Il disastro è un Fatto.
Ieri sera Società Italiana Editrice Il Fatto (SEIF), che pubblica l’omonimo quotidiano, ha diffuso i dati relativi al bilancio 2019, non esaltante: pur a fronte di ricavi stabili a circa 32 milioni, l’ebitda è sceso del 62% sul 2018 1,2 milioni e alla fine s’è verificata una perdita di 1,5 milioni rispetto al miniutile di 400mila giuri dell’esercizio precedente. Numeri a parte, tuttavia, hanno fatto bene gli investitori a puntare un anno fa sulle azioni della SEIF? Si può ben dire che più che un affare, per loro è stato un vero bagno di sangue.
Andiamo con ordine. Il 15 marzo del 2019 è un ingresso in Borsa “col botto” per la SEIF, che ha debuttato sul mercato AIM con un prezzo di partenza di 0,81 euro, in rialzo del 13,86% sulla base del prezzo dell’ipo fissato a 0,72 euro per azione. A fine giornata, il volume scambiato è stato di 1.358.000 azioni per un valore di 1,03 milioni di euro, con una performance aggregata tra azioni e warrant del +7,3%, ma il titolo ha chiuso con un calo dello 0,69% a 0,71 euro. Per l’amministratore delegato Cinzia Monteverdi «la quotazione – disse in quell’occasione – rappresenta un elemento di forza incredibile per una società indipendente come la nostra: per noi significa essere ancora più responsabili e trasparenti nei confronti dei nostri clienti, della nostra community e dei nostri azionisti. Da oggi proseguiremo con ancor più determinazione nel percorso di crescita che abbiamo intrapreso perché una casa editrice oggi per crescere è obbligata a trasformarsi e a diversificare come sta facendo SEIF».
In quel giorno SEIF capitalizza 18 milioni di euro dopo il successo dell’Ipo durante la quale sono state collocate 4.052.000 azioni (16,2% del capitale) a un prezzo, come detto, di 72 centesimi ciascuna. Ad affiancare la società in queste fasi delicate ci sono state: Advance SIM (Nomad e Joint Global Coordinator), Fidentiis (Joint Global Coordinator) e Emintad Italy (financial advisor). Directa SIM ha agito come intermediario finanziario per la ricezione degli ordini retail, mentre Nctm ha ricoperto il ruolo di legal advisor, Kpmg quello di società di revisione e Studio Gnudi quello di advisor fiscale.
Il 22 marzo dello scorso anno l’azione balza a 0,80 euro, il massimo storico, perché da allora non farà che arretrare. Sei mesi dopo l’ipo, infatti, il 13 settembre l’azione è già scesa a 0,68 euro e quel giorno non si registra nessuno scambio.
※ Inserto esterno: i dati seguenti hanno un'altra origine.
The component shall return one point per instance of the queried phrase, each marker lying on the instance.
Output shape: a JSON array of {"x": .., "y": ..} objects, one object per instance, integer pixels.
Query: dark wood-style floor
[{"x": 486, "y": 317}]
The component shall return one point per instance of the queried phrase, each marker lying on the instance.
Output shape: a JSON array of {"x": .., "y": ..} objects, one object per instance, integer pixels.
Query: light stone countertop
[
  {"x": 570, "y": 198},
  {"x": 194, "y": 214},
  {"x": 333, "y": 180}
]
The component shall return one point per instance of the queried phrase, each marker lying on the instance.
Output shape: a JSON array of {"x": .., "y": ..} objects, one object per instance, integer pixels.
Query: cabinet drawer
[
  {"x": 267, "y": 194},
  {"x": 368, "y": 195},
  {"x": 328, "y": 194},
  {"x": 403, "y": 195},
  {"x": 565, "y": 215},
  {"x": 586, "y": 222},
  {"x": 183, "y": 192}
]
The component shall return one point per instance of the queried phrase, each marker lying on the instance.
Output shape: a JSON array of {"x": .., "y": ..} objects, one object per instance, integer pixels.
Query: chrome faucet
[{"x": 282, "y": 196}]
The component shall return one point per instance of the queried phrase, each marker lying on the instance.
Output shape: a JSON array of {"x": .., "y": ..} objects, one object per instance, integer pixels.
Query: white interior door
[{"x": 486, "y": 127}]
Il 30 dicembre del 2019, il titolo è slittato ancora più giù (quindi ben prima dell’effetto coronavirus sul listino) a 0,586 euro con sole 20mila azioni trattate. E veniamo al 16 marzo scorso quando SEIF in borsa è stata prezzata a 0,407 euro con appena 2mila titoli scambiati e una capitalizzazione scesa a 11,7 milioni. Insomma, dall’offerta in borsa il titolo ha perso il 43%. E non vanno meglio le cose a Parigi visto che SEIF adottando il dual listing s’è quotata anche all’Euronext il 17 luglio scorso a 0,71 euro, ma il 31 marzo scorso prezzava 0,46 euro con un perdita di oltre il 35% dalla quotazione.
Insomma, che per l’investitore sia un disastro…è un fatto.